Further complicating the issue is the high density of the metavolcanics, making the gravimetric sorting approach more prone to error. “This means the metavolcanics tend to go with the diamonds and not the waste,” Lavoie explained. The increased volume that has to be sorted in the later processing stages is not one the plant was designed to take and resulted in a bottleneck in recovery, which reduces throughput.
Lavoie said the mine is in the process of adding more X-ray and laser sorting machines to address the added flow of metavolcanic rock to recovery. The goal, he added, is to increase throughput by 10 to 15 per cent over the next two years. At that point the mine will be operating at its peak capacity. “We feel that when we reach 3,500 to 3,700 tonnes per day, that is all that the ore body can sustain,” he said.
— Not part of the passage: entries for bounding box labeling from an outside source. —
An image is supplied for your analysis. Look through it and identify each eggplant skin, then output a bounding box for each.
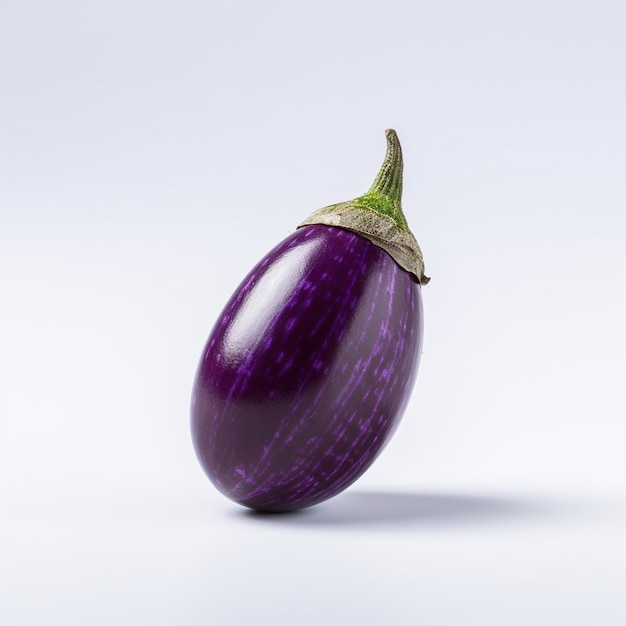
[191,225,423,511]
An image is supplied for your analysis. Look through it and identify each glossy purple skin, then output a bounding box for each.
[191,225,423,511]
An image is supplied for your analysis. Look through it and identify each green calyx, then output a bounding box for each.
[353,129,409,231]
[298,130,430,285]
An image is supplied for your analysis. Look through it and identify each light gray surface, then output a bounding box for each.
[0,0,626,626]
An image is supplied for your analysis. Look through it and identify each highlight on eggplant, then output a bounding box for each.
[191,130,429,511]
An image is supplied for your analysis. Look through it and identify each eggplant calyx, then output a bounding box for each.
[298,130,430,285]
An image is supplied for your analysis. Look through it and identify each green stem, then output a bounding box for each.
[354,129,409,232]
[367,129,404,204]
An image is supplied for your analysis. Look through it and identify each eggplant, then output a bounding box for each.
[191,130,429,511]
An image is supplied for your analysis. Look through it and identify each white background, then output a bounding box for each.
[0,0,626,626]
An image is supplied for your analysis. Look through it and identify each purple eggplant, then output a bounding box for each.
[191,131,428,511]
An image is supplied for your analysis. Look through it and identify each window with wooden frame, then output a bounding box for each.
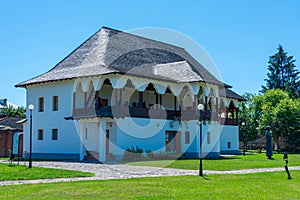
[227,142,231,149]
[184,131,191,144]
[39,97,44,112]
[52,128,58,140]
[206,132,211,144]
[37,129,44,140]
[52,96,58,111]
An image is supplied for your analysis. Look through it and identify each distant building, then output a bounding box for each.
[16,27,244,161]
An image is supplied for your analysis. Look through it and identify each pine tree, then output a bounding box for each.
[262,45,300,98]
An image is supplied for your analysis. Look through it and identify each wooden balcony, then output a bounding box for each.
[73,106,238,126]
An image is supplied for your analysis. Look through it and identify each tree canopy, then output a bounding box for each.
[262,45,300,98]
[0,106,25,117]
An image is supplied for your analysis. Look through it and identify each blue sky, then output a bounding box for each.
[0,0,300,106]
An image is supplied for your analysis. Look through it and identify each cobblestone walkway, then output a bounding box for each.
[0,161,300,186]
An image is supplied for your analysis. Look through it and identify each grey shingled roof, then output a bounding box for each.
[16,27,224,87]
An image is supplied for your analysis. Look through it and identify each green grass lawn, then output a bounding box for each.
[127,153,300,171]
[0,163,94,181]
[0,171,300,200]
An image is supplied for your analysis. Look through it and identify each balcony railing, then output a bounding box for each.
[73,106,238,125]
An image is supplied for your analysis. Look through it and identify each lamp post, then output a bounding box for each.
[197,104,204,176]
[28,104,34,168]
[242,122,246,156]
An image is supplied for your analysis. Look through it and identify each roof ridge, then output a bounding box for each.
[100,26,185,50]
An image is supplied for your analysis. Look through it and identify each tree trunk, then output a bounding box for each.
[274,136,280,151]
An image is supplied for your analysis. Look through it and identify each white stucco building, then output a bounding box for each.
[17,27,243,161]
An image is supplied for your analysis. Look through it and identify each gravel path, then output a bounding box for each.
[0,161,300,186]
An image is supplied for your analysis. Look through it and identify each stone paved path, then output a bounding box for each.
[0,161,300,186]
The ups and downs of automation
The Snap Lake operation currently employs a total of 660 employees, but most of them never see the inside of the processing plant. The plant was designed with a very strong focus on automation, requiring only one operator per shift in the recovery area. Without this automation, Lavoie explained, the plant would need as many as 10 people to operate it. The flip side of the advantages realized by the requirement for fewer workers is that the operator must be extremely skilled.
“Early on, we hired a very small group of people to run the bulk sample plant,” Lavoie said. “Within that group, we identified a few who would become the recovery operators long-term and started training them at that point.” Already skilled in diamond processing, this small group still required an additional two years of training. “Some of them were even sent to South Africa for six months to be trained in operations and maintenance.” Maintenance is nearly as crucial as the operations themselves because of the complexity of the system, Lavoie added. The current operators started training as far back as 2005, and the mine started commercial production with four operators and two maintenance technicians.
Lavoie acknowledged that such a small pool of skilled operators poses a potential risk for the mine. “There is a concern that with so few operators, if you lose one, your performance could suffer,” he said. To address this concern, Snap Lake has expanded the original group to eight operators and four technicians and is planning to continue building capacity as it goes.